Flawed insights, wasted resources, and compliance issues—these are the consequences of poor data quality. When data is supposed to offer insights that drive your organization forward, the risk of poor data quality can be costly. Fixing data issues and dealing with errors can be expensive.

So, what is meant by poor data quality?

Bad data quality refers to data that is inaccurate, lacks information, has inconsistencies, or is irrelevant. This includes challenges such as:

  • Typos: Minor mistakes in inputting data can result in major mistakes.
  • Missing Values: Incomplete records can hinder analysis and decision-making.
  • Repeated Records: Multiple instances of identical data can lead to disarray and inefficiencies.
  • Outdated Information: Data that is not current can inaccurately depict present circumstances or patterns.

For instance, a company relying on customer data for its marketing campaigns needs accurate data.
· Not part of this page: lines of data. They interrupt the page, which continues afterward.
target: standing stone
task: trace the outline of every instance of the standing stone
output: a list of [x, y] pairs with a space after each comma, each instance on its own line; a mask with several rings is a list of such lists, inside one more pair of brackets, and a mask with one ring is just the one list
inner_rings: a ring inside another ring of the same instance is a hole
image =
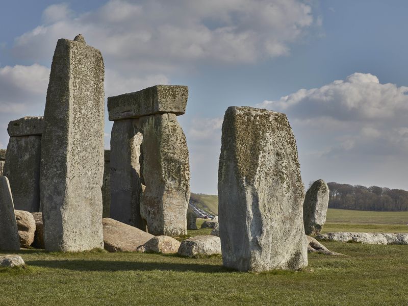
[[6, 162], [6, 150], [0, 149], [0, 176], [3, 175], [4, 163]]
[[103, 248], [104, 61], [81, 37], [58, 40], [47, 91], [40, 189], [48, 251]]
[[306, 235], [319, 235], [326, 222], [329, 190], [323, 180], [318, 180], [306, 192], [303, 204], [303, 221]]
[[257, 272], [307, 266], [303, 185], [286, 116], [230, 107], [221, 143], [218, 216], [223, 265]]
[[42, 117], [24, 117], [9, 123], [4, 172], [10, 181], [15, 209], [40, 211], [42, 121]]
[[19, 250], [20, 238], [9, 180], [0, 176], [0, 250]]
[[105, 150], [104, 165], [104, 181], [102, 182], [102, 212], [103, 218], [109, 218], [111, 209], [111, 150]]
[[175, 114], [140, 118], [143, 126], [141, 173], [144, 189], [140, 213], [149, 233], [186, 235], [190, 166], [186, 136]]
[[187, 230], [197, 229], [197, 215], [189, 205], [187, 208]]
[[138, 119], [115, 121], [111, 133], [111, 218], [146, 231], [140, 215], [140, 145]]

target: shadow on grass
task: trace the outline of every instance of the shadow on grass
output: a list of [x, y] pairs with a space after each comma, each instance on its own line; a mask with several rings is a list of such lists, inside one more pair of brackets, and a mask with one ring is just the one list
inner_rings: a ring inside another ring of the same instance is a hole
[[103, 260], [37, 260], [27, 261], [31, 266], [75, 271], [177, 271], [203, 273], [232, 272], [221, 266], [199, 264], [182, 264]]

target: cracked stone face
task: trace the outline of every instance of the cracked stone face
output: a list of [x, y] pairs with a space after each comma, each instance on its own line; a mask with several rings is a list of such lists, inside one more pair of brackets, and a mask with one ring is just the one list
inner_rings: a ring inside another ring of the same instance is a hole
[[223, 265], [258, 272], [307, 266], [303, 185], [286, 116], [230, 107], [221, 142], [218, 216]]
[[41, 201], [47, 250], [103, 247], [104, 79], [98, 50], [82, 39], [58, 40], [41, 140]]

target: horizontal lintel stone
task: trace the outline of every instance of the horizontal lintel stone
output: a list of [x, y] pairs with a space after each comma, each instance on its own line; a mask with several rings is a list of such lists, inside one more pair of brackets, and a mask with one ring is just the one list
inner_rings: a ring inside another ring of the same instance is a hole
[[186, 112], [188, 87], [156, 85], [139, 91], [108, 98], [109, 120], [137, 118], [163, 113], [177, 115]]
[[7, 132], [10, 137], [41, 136], [42, 117], [23, 117], [9, 122]]

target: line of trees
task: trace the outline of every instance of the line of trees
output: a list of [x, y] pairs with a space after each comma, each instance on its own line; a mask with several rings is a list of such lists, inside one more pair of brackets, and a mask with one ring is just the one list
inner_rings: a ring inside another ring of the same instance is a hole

Bad data quality causes:

  • Typos in names, for example, an email meant for “Juliet Riyan” might be sent to “Juliet Reeyan,” causing confusion.
  • Incorrect Email Addresses such as “julietriyan@example.com” entered as “julietreeyan@example.com” leads to failed deliveries.
  • Incomplete addresses, like missing address details, result in undelivered promotional materials and a waste of resources.

Sources of Poor Data Quality

To achieve high-quality data that:

  • Provides a solid foundation for developing new products, services, and business models,
  • Formulate long-term strategies with growth opportunities, and 
  • Personalized customer experiences 

is often our goal. However, in our rush to achieve it, we tend to skip data screening steps, which leaves us with bad data quality. This data is unreliable and inconsistent.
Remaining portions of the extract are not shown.